In the lease, FF E refers to furniture, fixtures and equipment.
[¶ 15] The language of sections 1.01, 5.01, and 5.01(b), along with that of the integration clause in section 17.06, supports the court's conclusion that the lease was both integrated and unambiguous with respect to the inventory's attachment, its accuracy, and the condition of both the premises and the inventory at the time the lease was executed. Luther and Professional Services, having signed the lease, cannot now assert that the inventory was not attached. The court committed no error in applying the parol evidence rule to preclude consideration of extrinsic evidence on these issues.
III. Fraudulent Transfer Damages
[¶ 16] Finally, the parties agree that the court erred in using Handy Boat's contract damages as the basis for its award of fraudulent transfer damages pursuant to 14 M.R.S.A. § 3578(1)(C)(3).

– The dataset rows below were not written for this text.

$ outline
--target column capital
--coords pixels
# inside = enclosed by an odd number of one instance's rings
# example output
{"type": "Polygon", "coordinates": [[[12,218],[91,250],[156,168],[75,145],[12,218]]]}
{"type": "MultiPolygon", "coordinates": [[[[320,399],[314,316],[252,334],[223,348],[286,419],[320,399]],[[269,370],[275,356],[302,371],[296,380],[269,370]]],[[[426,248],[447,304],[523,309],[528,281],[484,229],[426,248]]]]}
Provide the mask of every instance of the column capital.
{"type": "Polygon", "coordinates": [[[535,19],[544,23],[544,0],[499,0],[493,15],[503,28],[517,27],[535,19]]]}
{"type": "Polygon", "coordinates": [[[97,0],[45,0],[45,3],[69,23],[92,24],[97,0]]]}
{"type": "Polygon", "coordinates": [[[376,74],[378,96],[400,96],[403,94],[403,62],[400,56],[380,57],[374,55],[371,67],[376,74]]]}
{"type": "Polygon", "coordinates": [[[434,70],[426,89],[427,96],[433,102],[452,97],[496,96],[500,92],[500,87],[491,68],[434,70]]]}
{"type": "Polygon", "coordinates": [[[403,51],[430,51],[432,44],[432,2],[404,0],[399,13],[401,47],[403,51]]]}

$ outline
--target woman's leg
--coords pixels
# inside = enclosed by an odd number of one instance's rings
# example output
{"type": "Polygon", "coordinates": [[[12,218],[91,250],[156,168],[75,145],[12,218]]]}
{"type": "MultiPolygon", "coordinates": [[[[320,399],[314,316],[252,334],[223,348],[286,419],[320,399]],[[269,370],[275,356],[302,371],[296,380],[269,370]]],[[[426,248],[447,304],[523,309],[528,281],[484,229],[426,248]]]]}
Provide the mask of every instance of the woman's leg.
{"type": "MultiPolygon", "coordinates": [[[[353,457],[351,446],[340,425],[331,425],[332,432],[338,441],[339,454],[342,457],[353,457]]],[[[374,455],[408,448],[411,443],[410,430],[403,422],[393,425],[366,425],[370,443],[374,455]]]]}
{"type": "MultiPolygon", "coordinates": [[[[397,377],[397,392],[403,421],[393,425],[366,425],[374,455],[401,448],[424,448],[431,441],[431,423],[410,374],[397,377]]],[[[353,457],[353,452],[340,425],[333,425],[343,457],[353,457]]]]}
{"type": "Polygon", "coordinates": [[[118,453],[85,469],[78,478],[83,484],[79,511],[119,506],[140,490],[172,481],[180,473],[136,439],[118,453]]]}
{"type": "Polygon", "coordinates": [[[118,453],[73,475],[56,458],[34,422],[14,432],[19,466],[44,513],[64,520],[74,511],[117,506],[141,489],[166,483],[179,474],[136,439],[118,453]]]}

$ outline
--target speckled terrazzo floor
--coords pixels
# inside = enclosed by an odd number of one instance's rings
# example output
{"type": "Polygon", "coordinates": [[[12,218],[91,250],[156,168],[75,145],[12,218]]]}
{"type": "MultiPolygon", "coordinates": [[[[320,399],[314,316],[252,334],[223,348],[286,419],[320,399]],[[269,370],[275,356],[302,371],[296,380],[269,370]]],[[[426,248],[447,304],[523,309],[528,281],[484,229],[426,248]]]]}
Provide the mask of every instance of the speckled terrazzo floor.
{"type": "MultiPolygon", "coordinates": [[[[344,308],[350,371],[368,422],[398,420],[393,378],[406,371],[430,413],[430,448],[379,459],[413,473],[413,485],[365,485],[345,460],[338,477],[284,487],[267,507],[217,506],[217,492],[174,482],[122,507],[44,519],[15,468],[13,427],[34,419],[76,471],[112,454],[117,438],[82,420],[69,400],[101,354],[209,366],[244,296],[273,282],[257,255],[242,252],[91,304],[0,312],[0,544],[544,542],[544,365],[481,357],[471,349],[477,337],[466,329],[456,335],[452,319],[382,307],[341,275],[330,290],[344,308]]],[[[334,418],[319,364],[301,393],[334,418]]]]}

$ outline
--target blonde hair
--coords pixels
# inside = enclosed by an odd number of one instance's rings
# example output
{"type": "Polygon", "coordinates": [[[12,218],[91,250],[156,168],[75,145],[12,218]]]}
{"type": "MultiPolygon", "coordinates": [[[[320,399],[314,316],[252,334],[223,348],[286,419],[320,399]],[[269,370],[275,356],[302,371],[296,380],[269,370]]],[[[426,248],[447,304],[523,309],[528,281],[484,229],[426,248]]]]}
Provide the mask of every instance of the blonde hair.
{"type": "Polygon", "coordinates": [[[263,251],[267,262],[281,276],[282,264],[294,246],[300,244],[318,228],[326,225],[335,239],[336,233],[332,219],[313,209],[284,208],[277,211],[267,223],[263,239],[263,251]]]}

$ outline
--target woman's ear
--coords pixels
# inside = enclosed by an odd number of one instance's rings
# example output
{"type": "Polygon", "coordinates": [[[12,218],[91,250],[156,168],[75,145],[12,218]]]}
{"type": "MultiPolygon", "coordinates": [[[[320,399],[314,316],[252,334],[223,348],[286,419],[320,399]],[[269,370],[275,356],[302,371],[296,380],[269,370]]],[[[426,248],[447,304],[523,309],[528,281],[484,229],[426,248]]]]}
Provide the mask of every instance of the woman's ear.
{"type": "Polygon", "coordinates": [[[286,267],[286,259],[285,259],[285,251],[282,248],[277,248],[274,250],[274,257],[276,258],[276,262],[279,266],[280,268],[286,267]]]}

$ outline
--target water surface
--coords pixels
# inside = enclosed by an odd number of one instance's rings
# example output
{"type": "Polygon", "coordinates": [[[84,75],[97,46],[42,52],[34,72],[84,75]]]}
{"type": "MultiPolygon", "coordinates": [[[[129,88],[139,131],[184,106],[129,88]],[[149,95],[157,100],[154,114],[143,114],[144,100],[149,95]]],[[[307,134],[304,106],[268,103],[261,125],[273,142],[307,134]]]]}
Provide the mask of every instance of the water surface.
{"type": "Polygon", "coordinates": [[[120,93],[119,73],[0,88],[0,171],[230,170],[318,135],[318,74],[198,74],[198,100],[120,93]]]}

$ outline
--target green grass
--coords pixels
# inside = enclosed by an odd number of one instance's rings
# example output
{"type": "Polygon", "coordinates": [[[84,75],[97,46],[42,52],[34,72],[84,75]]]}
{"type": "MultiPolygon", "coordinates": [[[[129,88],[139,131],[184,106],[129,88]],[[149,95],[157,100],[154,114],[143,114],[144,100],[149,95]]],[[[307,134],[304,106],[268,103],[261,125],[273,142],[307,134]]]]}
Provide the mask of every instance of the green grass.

Section 3578(1)(C)(3) provides that a creditor in a fraudulent transfer action may obtain "[d]amages in an amount not to exceed double the value of the property transferred or concealed." (Emphasis added). The value of the property transferred was $60,000. Although Handy Boat asks this Court to conclude that an additional $2,790 was fraudulently transferred, it failed to reference this additional amount in its Rule 7(d)(1) statement. In ruling on a motion for summary judgment, "the court is to consider only the portions of the record referred to, and the material facts set forth, in the Rule 7(d) statements." Gerrity Co., Inc., v. Lake Arrowhead Corp., 609 A.2d 293, 295 (Me. 1992) (emphasis added). On the record before us, therefore, the additional $2,790 must be disregarded in the computation of the damages on Count III.
The entry is:
Judgment on Counts I and II affirmed. Judgment on Count III vacated and remanded for further proceedings consistent with this opinion.